Characterization of U.S. Urology Resident Opioid Prescription Patterns
Gianpaolo Carpinito, BA1, Shanta Shepherd, MD2, David S. Wang, MD2, Mark H. Katz, MD2, Shaun Wason, MD2
1Boston University School of Medicine, Wellesley, MA, 2Boston University Medical Center Dept. Urology, Boston, MA
Introduction
Opioid abuse has become a national crisis. Interest in the prescription of post-operative opioids among urologists has peaked in recent years. Multiple studies have demonstrated a wide variation in the prescription of opioids by urologists. In the majority of urology practices, opioids are over-prescribed. Little is known, however, regarding opioid prescribing practices among urology residents. We sought to characterize these practices and to elucidate geographic differences in resident opioid prescriptions following common endourologic procedures.
Materials & Methods
An IRB approved, 21-question survey was distributed to urology residents at all urology programs in the US through the Society of Academic Urologists (SAU). The survey divided questions into 3 principle sections: demographic data (including AUA section), prescription patterns by endourologic procedure, and attitudes and policies surrounding opioid prescription. Endourologic procedures included ureteroscopy (URS), shockwave lithotripsy (SWL), percutaneous nephrolithotomy (PCNL) and transurethral prostate procedures (TPP).
Results
A total of 115 (9%) respondents completed the survey.

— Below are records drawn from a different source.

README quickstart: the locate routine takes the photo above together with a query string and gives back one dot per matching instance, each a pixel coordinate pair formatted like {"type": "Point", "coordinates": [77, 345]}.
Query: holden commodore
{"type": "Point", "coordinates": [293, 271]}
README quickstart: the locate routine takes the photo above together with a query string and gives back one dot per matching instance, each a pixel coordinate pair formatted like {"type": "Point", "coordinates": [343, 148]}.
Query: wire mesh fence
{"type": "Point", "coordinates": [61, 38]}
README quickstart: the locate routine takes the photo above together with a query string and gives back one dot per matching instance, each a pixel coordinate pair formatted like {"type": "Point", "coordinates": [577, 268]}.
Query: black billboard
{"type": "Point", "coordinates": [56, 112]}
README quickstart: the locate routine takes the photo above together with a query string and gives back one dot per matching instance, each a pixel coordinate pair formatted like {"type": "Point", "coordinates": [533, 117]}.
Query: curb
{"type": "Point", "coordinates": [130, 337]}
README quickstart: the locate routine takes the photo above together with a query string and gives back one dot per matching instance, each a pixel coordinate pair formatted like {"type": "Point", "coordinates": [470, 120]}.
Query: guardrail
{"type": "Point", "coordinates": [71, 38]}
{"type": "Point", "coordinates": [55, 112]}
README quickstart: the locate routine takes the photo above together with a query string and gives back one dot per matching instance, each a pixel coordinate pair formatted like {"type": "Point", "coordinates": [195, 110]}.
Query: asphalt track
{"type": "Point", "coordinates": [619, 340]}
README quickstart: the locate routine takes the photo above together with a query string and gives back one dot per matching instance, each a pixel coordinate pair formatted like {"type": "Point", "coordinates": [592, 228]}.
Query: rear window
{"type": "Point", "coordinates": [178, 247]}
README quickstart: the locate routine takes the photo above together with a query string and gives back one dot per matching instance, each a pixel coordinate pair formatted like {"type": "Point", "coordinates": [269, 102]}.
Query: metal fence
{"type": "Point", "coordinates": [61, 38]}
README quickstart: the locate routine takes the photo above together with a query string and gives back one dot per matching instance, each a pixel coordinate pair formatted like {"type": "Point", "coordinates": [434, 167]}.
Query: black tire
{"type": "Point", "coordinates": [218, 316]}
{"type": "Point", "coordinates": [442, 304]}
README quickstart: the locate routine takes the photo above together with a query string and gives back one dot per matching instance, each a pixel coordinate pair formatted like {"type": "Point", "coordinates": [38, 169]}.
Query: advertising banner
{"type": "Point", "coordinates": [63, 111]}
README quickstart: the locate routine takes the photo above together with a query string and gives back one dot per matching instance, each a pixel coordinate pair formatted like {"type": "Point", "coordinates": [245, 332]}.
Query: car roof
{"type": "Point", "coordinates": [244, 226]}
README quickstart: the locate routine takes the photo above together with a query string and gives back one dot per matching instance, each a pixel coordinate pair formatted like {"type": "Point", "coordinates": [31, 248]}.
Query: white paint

On average, residents prescribed 4.7 opioid pills following SWL, 7.6 following TPP, 8.0 following URS, and 14.7 following PCNL. Using ANOVA, there were significant regional differences in resident prescription patterns following URS, PCNL, and TPP (p < .008) but not for SWL (p = .067). Those sections that prescribed the most and fewest pills on average following each procedure were identified, and significant variation from all remaining sections combined was confirmed using Welch’s t-test (all p’s < 0.006, see Table 1). Providers who believed that prescribing more narcotic pills postoperatively would decrease patient calls and ED visits were more likely to prescribe narcotics following URS (r(112) = .34, p < .001). Nationally, 79% of residents reported that their opioid prescribing patterns had decreased compared with those one year prior and 69% of residents reported working at an institution that maintains an opioid prescription policy for patients following urologic surgery.
Conclusion
Opioid prescribing practices among U.S. urology residents varied by regional AUA section and resident attitudes influenced prescription patterns. The majority of residents reported that their opioid prescribing patterns have decreased in the past year and that they work at an institution that has an opioid prescription policy. While attitudes regarding narcotics prescriptions after urologic surgery are improving, residents may benefit from additional training, best practice policies, and/or society guidelines.